Publié : 2 février 2025 à 6h00 - Modifié : 3 février 2025 à 10h29 Mandy Vereecken

À travers 46 panneaux, documents, photographies et témoignages illustrent les événements marquants vécus par Rouffach et ses habitants durant la Seconde Guerre mondiale, notamment le rôle clé joué par le centre hospitalier.


Dès septembre 1939, l’évacuation de 1 512 patients vers d’autres établissements du centre et du sud-ouest de la France a profondément bouleversé l’organisation de l’hôpital, comme le rappellent Bernard Guiot et Paul Haenn du groupe « Histoire et Recherche ».


Rapidement, l’établissement est investi par une école destinée aux Volksdeutsche, visant à « germaniser » 450 jeunes Sud-Tyroliens. En 1941, il accueille également une Napola (Nationalpolitische Lehranstalt), école élitiste formant la future génération du Reich. « Peu d’Alsaciens y étaient inscrits, mais certains jeunes tentaient d’imposer la Hitlerjugend dans les villages environnants », souligne Bernard Guiot.

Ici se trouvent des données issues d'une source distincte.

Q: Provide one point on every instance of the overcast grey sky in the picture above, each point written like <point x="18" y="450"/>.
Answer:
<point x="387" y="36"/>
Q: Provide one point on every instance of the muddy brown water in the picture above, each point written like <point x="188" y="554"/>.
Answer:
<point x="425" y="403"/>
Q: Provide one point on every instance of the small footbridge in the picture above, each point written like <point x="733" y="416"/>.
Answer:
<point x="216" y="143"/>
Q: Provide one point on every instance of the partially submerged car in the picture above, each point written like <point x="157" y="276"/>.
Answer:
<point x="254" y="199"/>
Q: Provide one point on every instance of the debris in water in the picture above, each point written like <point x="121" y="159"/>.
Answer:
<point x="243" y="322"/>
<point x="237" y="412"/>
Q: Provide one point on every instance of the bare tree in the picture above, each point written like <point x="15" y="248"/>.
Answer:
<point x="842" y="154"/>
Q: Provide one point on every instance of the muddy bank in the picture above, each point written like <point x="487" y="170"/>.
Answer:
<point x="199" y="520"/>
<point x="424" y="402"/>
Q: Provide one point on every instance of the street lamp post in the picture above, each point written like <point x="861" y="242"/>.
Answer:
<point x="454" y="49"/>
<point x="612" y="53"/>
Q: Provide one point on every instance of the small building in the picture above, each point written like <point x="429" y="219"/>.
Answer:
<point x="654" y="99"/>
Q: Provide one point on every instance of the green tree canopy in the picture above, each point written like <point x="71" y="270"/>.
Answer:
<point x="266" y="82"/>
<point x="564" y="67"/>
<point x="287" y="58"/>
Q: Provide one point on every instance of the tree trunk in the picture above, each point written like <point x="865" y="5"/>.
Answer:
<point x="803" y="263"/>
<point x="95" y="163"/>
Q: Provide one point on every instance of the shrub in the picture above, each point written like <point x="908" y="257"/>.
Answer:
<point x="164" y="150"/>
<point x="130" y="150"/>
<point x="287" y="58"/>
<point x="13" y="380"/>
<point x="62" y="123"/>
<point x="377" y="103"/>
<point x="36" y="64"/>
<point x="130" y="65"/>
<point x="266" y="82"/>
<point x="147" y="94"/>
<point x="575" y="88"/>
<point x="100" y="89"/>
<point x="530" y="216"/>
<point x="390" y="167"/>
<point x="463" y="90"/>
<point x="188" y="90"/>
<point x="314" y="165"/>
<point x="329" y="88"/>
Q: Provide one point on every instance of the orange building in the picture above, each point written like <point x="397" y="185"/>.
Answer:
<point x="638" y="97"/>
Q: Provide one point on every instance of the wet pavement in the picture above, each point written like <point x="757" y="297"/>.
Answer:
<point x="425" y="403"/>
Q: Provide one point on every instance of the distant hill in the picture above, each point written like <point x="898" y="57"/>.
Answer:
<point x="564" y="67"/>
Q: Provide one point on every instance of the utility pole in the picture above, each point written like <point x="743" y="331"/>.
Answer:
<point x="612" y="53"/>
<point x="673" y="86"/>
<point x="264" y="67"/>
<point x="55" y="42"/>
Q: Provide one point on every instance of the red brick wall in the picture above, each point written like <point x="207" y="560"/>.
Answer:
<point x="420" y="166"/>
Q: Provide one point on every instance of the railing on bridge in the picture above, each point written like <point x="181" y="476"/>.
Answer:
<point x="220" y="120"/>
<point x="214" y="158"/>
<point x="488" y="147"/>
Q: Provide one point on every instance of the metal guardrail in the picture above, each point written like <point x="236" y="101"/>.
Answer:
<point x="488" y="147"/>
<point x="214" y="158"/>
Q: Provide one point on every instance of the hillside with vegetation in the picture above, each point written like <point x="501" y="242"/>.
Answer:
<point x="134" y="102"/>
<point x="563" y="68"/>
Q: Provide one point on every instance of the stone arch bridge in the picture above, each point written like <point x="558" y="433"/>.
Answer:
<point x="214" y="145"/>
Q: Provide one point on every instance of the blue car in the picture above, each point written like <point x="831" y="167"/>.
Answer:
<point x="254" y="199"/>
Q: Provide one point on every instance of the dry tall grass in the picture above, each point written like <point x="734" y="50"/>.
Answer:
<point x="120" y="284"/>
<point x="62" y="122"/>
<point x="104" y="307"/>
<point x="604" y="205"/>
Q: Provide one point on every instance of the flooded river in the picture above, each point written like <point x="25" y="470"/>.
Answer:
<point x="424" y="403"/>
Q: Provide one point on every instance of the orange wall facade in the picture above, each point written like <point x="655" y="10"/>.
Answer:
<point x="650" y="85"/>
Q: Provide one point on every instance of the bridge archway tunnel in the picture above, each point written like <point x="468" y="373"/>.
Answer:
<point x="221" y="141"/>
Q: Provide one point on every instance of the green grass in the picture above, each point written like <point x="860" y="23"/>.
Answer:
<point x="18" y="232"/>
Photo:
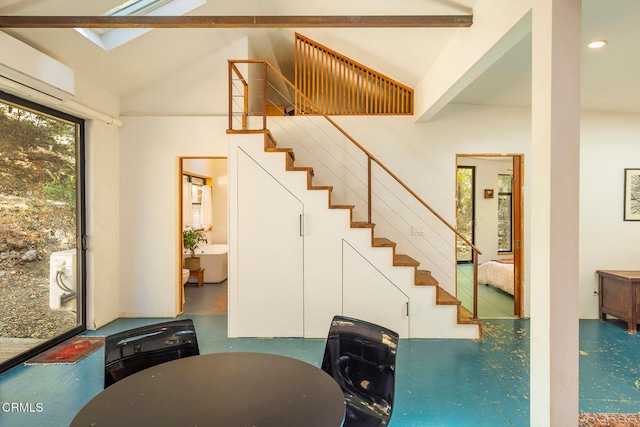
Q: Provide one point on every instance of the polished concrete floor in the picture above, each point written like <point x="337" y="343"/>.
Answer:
<point x="439" y="382"/>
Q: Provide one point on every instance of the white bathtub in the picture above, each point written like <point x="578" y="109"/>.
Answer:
<point x="213" y="258"/>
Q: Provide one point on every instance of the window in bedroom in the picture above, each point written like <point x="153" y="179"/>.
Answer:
<point x="505" y="213"/>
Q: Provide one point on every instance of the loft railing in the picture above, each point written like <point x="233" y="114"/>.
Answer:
<point x="267" y="92"/>
<point x="339" y="85"/>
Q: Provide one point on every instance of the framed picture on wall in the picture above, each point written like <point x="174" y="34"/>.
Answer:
<point x="632" y="194"/>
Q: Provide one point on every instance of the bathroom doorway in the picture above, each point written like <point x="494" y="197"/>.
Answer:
<point x="204" y="207"/>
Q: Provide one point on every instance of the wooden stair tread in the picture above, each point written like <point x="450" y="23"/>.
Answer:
<point x="445" y="298"/>
<point x="383" y="242"/>
<point x="405" y="260"/>
<point x="424" y="278"/>
<point x="362" y="225"/>
<point x="302" y="168"/>
<point x="320" y="187"/>
<point x="421" y="278"/>
<point x="466" y="317"/>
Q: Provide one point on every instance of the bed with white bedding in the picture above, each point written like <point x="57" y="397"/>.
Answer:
<point x="497" y="274"/>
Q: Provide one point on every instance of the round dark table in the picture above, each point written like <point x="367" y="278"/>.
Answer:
<point x="222" y="389"/>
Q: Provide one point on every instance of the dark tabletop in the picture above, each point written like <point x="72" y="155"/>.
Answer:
<point x="222" y="389"/>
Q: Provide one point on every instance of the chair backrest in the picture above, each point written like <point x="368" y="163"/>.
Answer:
<point x="361" y="357"/>
<point x="131" y="351"/>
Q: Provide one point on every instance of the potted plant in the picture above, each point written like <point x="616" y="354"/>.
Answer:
<point x="190" y="240"/>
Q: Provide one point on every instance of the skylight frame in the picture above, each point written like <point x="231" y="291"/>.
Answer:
<point x="110" y="38"/>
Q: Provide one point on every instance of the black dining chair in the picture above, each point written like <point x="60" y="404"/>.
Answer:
<point x="361" y="357"/>
<point x="136" y="349"/>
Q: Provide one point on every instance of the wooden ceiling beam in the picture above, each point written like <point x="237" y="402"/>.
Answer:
<point x="371" y="21"/>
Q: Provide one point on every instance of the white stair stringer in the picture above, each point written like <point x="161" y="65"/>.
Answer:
<point x="343" y="273"/>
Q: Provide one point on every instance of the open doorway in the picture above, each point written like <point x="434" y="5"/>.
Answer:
<point x="489" y="213"/>
<point x="204" y="210"/>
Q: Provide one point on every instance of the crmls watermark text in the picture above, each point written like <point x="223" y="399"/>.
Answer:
<point x="21" y="407"/>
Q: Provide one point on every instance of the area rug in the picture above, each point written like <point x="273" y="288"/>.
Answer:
<point x="608" y="420"/>
<point x="69" y="352"/>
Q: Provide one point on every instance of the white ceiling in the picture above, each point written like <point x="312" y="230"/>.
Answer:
<point x="609" y="76"/>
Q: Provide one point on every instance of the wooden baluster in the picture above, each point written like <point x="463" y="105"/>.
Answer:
<point x="475" y="284"/>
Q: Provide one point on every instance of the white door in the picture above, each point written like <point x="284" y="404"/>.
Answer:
<point x="270" y="255"/>
<point x="370" y="295"/>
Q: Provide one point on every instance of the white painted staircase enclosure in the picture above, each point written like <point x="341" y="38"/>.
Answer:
<point x="294" y="262"/>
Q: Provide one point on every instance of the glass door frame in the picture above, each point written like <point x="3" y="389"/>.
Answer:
<point x="81" y="235"/>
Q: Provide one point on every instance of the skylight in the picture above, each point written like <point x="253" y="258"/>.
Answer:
<point x="110" y="38"/>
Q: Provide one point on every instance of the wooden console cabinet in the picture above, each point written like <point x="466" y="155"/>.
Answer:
<point x="619" y="296"/>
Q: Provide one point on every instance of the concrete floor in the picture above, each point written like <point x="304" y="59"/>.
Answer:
<point x="438" y="383"/>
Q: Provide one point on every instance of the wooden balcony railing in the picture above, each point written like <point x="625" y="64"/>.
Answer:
<point x="342" y="86"/>
<point x="268" y="96"/>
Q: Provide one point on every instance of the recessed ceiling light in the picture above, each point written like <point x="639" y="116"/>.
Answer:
<point x="595" y="44"/>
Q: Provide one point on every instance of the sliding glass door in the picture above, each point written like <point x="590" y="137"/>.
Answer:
<point x="41" y="228"/>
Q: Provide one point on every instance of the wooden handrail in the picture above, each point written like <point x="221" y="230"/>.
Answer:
<point x="245" y="91"/>
<point x="364" y="150"/>
<point x="342" y="86"/>
<point x="370" y="158"/>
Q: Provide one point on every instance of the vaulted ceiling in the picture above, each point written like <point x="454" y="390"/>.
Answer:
<point x="609" y="77"/>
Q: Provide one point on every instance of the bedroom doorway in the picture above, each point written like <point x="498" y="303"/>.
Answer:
<point x="489" y="213"/>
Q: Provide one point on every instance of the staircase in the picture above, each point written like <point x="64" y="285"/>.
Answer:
<point x="420" y="277"/>
<point x="290" y="243"/>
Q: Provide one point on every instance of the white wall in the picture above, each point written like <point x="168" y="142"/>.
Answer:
<point x="103" y="223"/>
<point x="150" y="239"/>
<point x="183" y="115"/>
<point x="199" y="89"/>
<point x="609" y="144"/>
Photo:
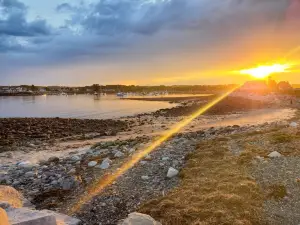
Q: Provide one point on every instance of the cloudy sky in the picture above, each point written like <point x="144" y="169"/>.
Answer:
<point x="78" y="42"/>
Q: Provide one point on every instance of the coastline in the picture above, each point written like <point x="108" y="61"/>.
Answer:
<point x="65" y="173"/>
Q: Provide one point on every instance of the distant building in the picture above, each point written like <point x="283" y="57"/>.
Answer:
<point x="285" y="86"/>
<point x="256" y="86"/>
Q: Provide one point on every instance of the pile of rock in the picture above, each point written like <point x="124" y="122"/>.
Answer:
<point x="13" y="214"/>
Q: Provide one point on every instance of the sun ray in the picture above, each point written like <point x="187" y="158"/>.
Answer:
<point x="105" y="181"/>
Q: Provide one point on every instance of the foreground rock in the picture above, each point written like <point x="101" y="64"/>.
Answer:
<point x="139" y="219"/>
<point x="18" y="215"/>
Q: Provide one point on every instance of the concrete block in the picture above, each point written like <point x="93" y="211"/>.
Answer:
<point x="67" y="220"/>
<point x="23" y="216"/>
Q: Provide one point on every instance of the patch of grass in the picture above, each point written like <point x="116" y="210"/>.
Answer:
<point x="214" y="189"/>
<point x="277" y="191"/>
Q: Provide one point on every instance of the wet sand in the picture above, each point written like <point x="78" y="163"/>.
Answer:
<point x="154" y="127"/>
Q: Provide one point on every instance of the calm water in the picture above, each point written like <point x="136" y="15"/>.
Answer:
<point x="75" y="106"/>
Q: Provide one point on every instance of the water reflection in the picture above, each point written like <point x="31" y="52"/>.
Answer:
<point x="75" y="106"/>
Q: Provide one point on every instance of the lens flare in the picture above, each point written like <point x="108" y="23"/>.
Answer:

La politique de germanisation s’est accompagnée de l’expulsion de familles jugées « indésirables ». Paul Haenn, alors âgé de 8 ans, se souvient du 10 décembre 1940, lorsque sa famille a été contrainte de quitter Rouffach en raison des origines tchécoslovaques de sa mère. « La Feldgendarmerie est venue me chercher à l’école. Ma mère était en larmes. Nous avions deux heures pour faire nos bagages. » La famille a été envoyée à Clairvivre, en Dordogne, une cité sanitaire initialement construite pour les victimes des gaz de la Première Guerre mondiale. Comme eux, une douzaine de familles rouffachoises ont été déplacées et n’ont pu assister à la Libération. Paul Haenn n’est rentré à Rouffach que le 28 mai 1945, à l’âge de 13 ans.


Après la Libération, l’hôpital psychiatrique est transformé en École des Cadres pour la 1re Armée afin de professionnaliser les troupes. « Tout a été mis en place en huit jours, au grand dam du directeur de l’hôpital, le Dr Adam, qui a tenté de s’opposer à cette installation. Il est même allé voir le préfet pour demander l’internement du général De Lattre en tant que malade mental ! » raconte Bernard Guiot avec une pointe d’ironie. L’école sera finalement transférée à Strasbourg en novembre 1946.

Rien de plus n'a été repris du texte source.